- The Washington Times - Tuesday, November 29, 2011

ANNAPOLIS — It was unseasonably warm Monday afternoon on Navy’s football practice fields, and less than a fortnight remained before the Midshipmen would complete their season.

It was a jarring combination given the program’s recent history.

While the Mids’ bowl streak will end at eight years, they still have a Dec. 10 date with Army at FedEx Field. In short, there is plenty of meaning left in Navy’s season.

No, the Mids didn’t win the Commander-In-Chief’s Trophy. And they won’t reach eight wins, as has been their custom. Nor will they take their anticipated place in the Dec. 28 Military Bowl after a 27-24 loss at San Jose State on Nov. 19 dropped them to 4-7.

But beating Army (3-8) — especially at the end of a disappointing year — can always help salvage Navy’s season.

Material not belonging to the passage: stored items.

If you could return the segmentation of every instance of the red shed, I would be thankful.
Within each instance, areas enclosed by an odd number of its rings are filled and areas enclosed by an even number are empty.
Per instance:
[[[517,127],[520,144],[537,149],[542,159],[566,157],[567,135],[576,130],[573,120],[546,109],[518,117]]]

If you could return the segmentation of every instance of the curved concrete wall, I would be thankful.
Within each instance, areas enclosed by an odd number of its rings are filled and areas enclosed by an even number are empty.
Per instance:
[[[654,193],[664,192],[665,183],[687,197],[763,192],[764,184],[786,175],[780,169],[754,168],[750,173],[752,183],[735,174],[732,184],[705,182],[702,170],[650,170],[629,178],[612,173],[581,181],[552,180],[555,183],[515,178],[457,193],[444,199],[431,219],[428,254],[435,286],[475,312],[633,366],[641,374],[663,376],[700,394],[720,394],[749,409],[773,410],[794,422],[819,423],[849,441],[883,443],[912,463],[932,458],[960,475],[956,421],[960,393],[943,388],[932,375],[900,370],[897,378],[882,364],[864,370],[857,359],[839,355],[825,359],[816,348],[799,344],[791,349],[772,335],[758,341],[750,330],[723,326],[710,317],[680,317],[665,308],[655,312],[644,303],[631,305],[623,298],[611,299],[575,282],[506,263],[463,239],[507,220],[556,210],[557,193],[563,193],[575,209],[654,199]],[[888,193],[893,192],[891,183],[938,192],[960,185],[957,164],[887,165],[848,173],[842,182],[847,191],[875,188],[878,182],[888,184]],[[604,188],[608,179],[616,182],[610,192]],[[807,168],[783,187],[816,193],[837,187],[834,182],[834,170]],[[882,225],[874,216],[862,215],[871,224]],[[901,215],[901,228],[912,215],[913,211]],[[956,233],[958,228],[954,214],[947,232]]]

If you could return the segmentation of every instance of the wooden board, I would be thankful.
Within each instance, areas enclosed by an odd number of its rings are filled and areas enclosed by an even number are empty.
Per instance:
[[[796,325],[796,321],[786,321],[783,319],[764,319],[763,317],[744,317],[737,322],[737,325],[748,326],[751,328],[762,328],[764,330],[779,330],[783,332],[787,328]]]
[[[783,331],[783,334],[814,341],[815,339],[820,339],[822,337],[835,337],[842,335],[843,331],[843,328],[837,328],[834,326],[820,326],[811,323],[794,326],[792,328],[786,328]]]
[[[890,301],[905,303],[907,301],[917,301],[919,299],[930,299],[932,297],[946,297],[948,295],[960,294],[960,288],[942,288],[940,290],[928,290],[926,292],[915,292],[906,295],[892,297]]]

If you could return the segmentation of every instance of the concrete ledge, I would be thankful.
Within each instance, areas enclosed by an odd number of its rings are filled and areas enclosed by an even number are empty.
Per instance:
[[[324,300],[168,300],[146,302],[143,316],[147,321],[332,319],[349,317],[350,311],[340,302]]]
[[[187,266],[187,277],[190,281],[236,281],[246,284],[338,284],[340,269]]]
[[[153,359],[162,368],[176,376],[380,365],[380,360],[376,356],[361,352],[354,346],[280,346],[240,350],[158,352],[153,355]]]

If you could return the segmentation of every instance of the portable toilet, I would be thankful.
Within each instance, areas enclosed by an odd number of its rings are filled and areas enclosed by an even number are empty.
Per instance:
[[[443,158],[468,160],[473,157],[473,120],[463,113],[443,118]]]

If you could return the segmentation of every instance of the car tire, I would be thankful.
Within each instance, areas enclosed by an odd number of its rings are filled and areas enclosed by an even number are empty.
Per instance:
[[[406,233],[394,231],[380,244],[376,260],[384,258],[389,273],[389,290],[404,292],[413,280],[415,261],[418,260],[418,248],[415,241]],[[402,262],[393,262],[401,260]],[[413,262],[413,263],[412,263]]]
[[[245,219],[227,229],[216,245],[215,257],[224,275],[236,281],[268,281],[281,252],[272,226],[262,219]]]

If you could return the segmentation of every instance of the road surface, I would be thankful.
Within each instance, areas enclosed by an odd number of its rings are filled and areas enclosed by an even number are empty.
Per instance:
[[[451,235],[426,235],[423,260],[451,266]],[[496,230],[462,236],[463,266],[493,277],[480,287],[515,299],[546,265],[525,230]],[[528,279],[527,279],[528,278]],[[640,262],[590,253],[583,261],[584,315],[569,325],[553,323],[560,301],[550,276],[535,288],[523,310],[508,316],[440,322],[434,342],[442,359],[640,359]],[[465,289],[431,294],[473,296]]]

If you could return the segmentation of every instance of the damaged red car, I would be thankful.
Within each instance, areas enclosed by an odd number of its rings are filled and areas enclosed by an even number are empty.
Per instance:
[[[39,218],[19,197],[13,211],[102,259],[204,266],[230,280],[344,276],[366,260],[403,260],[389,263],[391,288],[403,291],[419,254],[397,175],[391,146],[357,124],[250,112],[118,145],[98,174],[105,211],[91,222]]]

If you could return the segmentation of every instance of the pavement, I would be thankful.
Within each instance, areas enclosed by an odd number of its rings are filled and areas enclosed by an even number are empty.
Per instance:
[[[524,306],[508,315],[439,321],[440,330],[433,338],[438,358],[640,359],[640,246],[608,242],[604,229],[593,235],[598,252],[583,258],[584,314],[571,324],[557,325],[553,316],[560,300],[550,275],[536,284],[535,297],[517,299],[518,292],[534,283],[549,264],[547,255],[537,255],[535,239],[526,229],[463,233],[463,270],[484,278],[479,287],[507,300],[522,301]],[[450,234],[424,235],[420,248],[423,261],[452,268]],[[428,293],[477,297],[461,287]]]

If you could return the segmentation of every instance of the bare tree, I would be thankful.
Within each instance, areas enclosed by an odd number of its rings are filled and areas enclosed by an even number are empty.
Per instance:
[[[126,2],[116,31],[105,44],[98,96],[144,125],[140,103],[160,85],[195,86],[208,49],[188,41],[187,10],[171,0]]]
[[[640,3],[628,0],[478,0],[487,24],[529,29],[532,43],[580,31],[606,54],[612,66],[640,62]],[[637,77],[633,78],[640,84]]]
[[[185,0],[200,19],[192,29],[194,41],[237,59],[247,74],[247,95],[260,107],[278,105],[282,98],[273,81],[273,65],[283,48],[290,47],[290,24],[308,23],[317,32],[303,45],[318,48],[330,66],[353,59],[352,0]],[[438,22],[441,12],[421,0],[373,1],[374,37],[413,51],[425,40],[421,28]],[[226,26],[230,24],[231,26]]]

“We can’t do anything about the past,” coach Ken Niumatalolo said. “We have the biggest game of the year coming up. We have to find a way to get ready.”

A little bit of rest certainly won’t hurt.

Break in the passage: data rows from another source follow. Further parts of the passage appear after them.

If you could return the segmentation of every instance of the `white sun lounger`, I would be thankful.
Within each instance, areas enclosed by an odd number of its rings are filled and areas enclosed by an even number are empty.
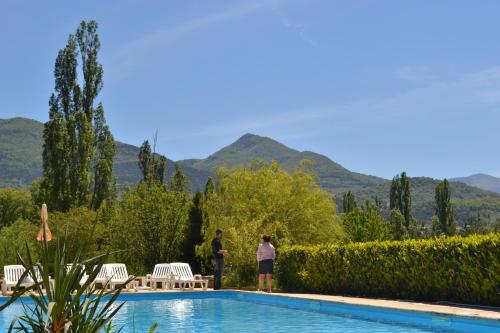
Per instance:
[[[193,290],[197,283],[200,284],[203,290],[207,289],[208,280],[203,280],[200,274],[193,275],[189,264],[174,262],[170,264],[170,269],[175,275],[175,282],[182,290],[186,289],[186,285]]]
[[[87,280],[89,279],[89,275],[85,271],[85,266],[84,265],[80,265],[80,264],[77,264],[77,265],[81,266],[81,268],[82,268],[83,275],[82,275],[79,283],[80,283],[80,286],[83,286],[87,282]],[[69,272],[71,270],[71,268],[73,268],[73,264],[66,265],[66,272]],[[94,283],[95,282],[92,282],[90,284],[90,286],[92,286]]]
[[[5,295],[7,291],[11,291],[12,287],[17,285],[17,282],[21,279],[21,276],[25,272],[23,265],[8,265],[3,267],[4,279],[2,281],[2,294]],[[34,284],[33,279],[29,276],[24,278],[24,281],[20,284],[21,287],[30,287]]]
[[[170,264],[156,264],[153,274],[147,278],[152,290],[156,290],[158,283],[160,283],[161,289],[173,289],[175,285],[175,275]]]
[[[127,282],[130,278],[135,278],[133,275],[128,275],[127,267],[125,264],[105,264],[107,274],[109,277],[109,287],[111,290],[115,289],[116,285],[127,283],[125,286],[127,289],[135,289],[137,291],[137,283],[132,279],[132,281]]]
[[[102,288],[107,288],[109,284],[109,274],[106,265],[101,266],[101,270],[95,277],[94,283],[99,283],[102,285]]]

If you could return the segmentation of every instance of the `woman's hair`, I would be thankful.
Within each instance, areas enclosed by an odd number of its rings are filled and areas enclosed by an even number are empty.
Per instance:
[[[269,235],[264,235],[262,236],[262,240],[266,243],[269,243],[271,241],[271,236]]]

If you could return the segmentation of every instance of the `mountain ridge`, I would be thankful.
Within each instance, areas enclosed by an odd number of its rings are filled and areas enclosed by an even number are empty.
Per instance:
[[[43,124],[28,118],[0,119],[0,187],[29,187],[42,174]],[[141,179],[138,167],[139,147],[116,142],[115,174],[119,186],[136,184]],[[207,158],[167,160],[167,179],[173,173],[174,163],[179,163],[192,184],[192,190],[203,190],[208,177],[215,177],[220,166],[228,168],[246,165],[255,159],[266,162],[275,160],[286,170],[292,170],[301,161],[313,163],[313,171],[320,187],[335,195],[337,207],[342,207],[342,193],[352,190],[358,203],[378,198],[388,217],[390,180],[352,172],[329,157],[312,152],[298,151],[263,136],[246,133],[232,144]],[[416,217],[429,223],[434,214],[434,189],[438,180],[427,177],[411,178],[412,197]],[[456,215],[461,223],[481,211],[486,219],[500,220],[500,194],[453,182],[453,200]],[[340,209],[339,209],[340,210]]]

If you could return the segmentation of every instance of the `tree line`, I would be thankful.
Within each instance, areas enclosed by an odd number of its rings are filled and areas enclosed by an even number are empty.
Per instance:
[[[454,217],[452,190],[447,179],[439,182],[434,191],[434,212],[431,227],[423,223],[418,225],[412,213],[412,195],[410,178],[406,172],[396,175],[391,182],[389,193],[389,219],[382,216],[383,206],[380,200],[366,201],[358,206],[355,195],[347,191],[342,197],[342,221],[346,231],[356,241],[403,240],[430,236],[452,236],[457,233],[472,234],[494,231],[481,223],[479,212],[471,216],[464,228],[459,230]],[[356,230],[355,232],[353,230]]]

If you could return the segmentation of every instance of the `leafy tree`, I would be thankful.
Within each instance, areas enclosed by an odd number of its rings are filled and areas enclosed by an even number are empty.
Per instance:
[[[380,198],[378,196],[375,196],[374,203],[375,203],[375,207],[377,207],[377,209],[378,209],[378,212],[380,214],[382,214],[382,212],[384,210],[384,205],[382,203],[382,200],[380,200]]]
[[[405,218],[399,209],[391,210],[391,234],[395,240],[408,238],[408,229],[405,226]]]
[[[190,204],[186,193],[156,182],[126,189],[108,225],[111,249],[127,250],[117,253],[115,260],[138,273],[152,272],[157,263],[179,260]]]
[[[185,262],[188,262],[191,269],[200,272],[200,260],[196,256],[196,247],[203,243],[201,233],[203,226],[203,194],[196,192],[189,208],[189,218],[187,221],[186,236],[182,246],[182,254]]]
[[[344,193],[344,198],[342,201],[342,206],[344,209],[344,213],[350,213],[356,208],[356,197],[351,191],[347,191]]]
[[[189,187],[189,180],[182,172],[179,164],[175,163],[174,174],[170,177],[170,189],[176,192],[189,193]]]
[[[114,189],[115,143],[102,105],[94,107],[103,81],[95,21],[83,21],[56,58],[55,92],[43,132],[41,198],[49,207],[97,209]],[[78,83],[81,59],[83,88]]]
[[[142,172],[142,181],[165,184],[165,167],[167,158],[151,151],[151,145],[146,140],[139,149],[139,168]]]
[[[288,173],[277,163],[218,170],[218,184],[206,203],[200,257],[211,253],[215,230],[224,230],[224,246],[231,255],[231,277],[238,285],[255,278],[255,252],[262,234],[285,244],[320,244],[342,239],[335,204],[321,190],[313,174],[304,170]]]
[[[448,180],[444,179],[436,186],[435,193],[436,218],[433,219],[433,233],[453,235],[456,232],[456,223],[451,203],[451,188]]]
[[[68,212],[51,212],[49,227],[55,241],[66,243],[66,256],[73,260],[78,255],[93,257],[103,252],[106,226],[100,223],[98,213],[86,207],[72,208]],[[55,246],[55,242],[49,245]],[[84,253],[78,253],[85,250]]]
[[[0,230],[0,267],[19,263],[17,253],[28,246],[38,258],[38,225],[19,219]]]
[[[464,226],[464,234],[466,235],[485,234],[490,231],[491,229],[488,227],[486,219],[481,216],[479,211],[475,215],[471,214],[469,221]]]
[[[18,219],[36,220],[36,207],[28,191],[14,188],[0,189],[0,229]]]
[[[342,225],[353,242],[369,242],[390,238],[388,223],[380,215],[377,207],[368,200],[360,208],[345,214]]]

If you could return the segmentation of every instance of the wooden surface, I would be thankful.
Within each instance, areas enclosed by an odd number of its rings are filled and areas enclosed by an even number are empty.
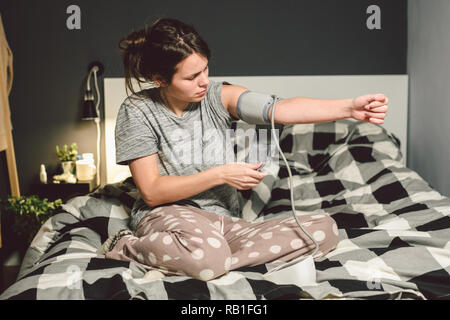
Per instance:
[[[6,119],[5,119],[6,120]],[[9,187],[11,195],[20,197],[19,177],[17,175],[16,155],[14,152],[14,142],[12,131],[7,131],[7,146],[6,149],[0,150],[6,152],[6,166],[8,168]],[[0,219],[0,248],[2,247],[2,229]]]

Niumatalolo gave his players several days off last week for Thanksgiving before reconvening Monday. The three weeks between the setback on the West Coast and the Army-Navy game also afforded some time for a banged-up bunch to recuperate from a season of bruises.

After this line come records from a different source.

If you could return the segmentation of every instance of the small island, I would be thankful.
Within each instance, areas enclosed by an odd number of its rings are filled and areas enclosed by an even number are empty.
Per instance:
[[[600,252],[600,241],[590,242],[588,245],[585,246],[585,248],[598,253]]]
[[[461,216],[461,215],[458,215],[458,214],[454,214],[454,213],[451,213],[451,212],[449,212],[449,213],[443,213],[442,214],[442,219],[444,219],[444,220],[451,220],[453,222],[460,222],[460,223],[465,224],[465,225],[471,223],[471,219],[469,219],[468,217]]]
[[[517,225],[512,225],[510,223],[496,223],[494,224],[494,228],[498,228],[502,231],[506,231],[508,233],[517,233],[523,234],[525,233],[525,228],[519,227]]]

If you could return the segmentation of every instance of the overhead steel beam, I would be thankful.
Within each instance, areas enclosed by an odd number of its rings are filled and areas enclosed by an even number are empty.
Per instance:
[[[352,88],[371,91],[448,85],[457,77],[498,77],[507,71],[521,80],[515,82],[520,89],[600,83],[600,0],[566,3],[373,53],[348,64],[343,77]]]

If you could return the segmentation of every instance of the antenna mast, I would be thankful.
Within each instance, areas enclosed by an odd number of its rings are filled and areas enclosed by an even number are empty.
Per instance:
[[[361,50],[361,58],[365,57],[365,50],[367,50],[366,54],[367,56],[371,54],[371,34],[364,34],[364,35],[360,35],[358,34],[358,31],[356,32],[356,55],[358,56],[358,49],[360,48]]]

There’s no fixing an autumn of tough breaks. Navy played six games decided by a touchdown or less and lost five — including its most recent outing, which clinched a losing record for the first time since 2002.

“It was a devastating loss,” offensive guard John Dowd said. “You lose any close game, it’s obviously tough. I think it kind of magnifies this game’s importance, though, which is nice to help guys focus in on things.”

Not that it’s ever really required to do so.

Army-Navy is one of the few games that hold national significance even when neither team is ranked or even headed to the postseason (both of which are the case this year). It still will draw a national television audience and capture the attention of military personnel stationed worldwide.

The Mids have won nine straight in the series, dating to a 58-12 victory to cap a 2-10 season in 2002. But there is something even more significant at play considering it truly will be the last game many of Navy’s players are ever a part of.

Former players stop by the Mids’ practices at times; former quarterback Kaipo-Noa Kaheaku-Enhada, who started in victories over Army in 2006, 2007 and 2008, took in Monday’s session.

Afterward, he spoke with quarterback Kriss Proctor, who gets the nod against the Black Knights for the first time next week, and offered a reminder of the importance of Navy’s final test.

“I think it’s all the more to play for,” Proctor said. “I was just talking to Kaipo, and he was talking about how he misses it so much and how he misses his brothers and how he wishes he could be out here on the practice field running around. We have all that to play for, and it’s a lot. In those terms, it’s going to be a big game.”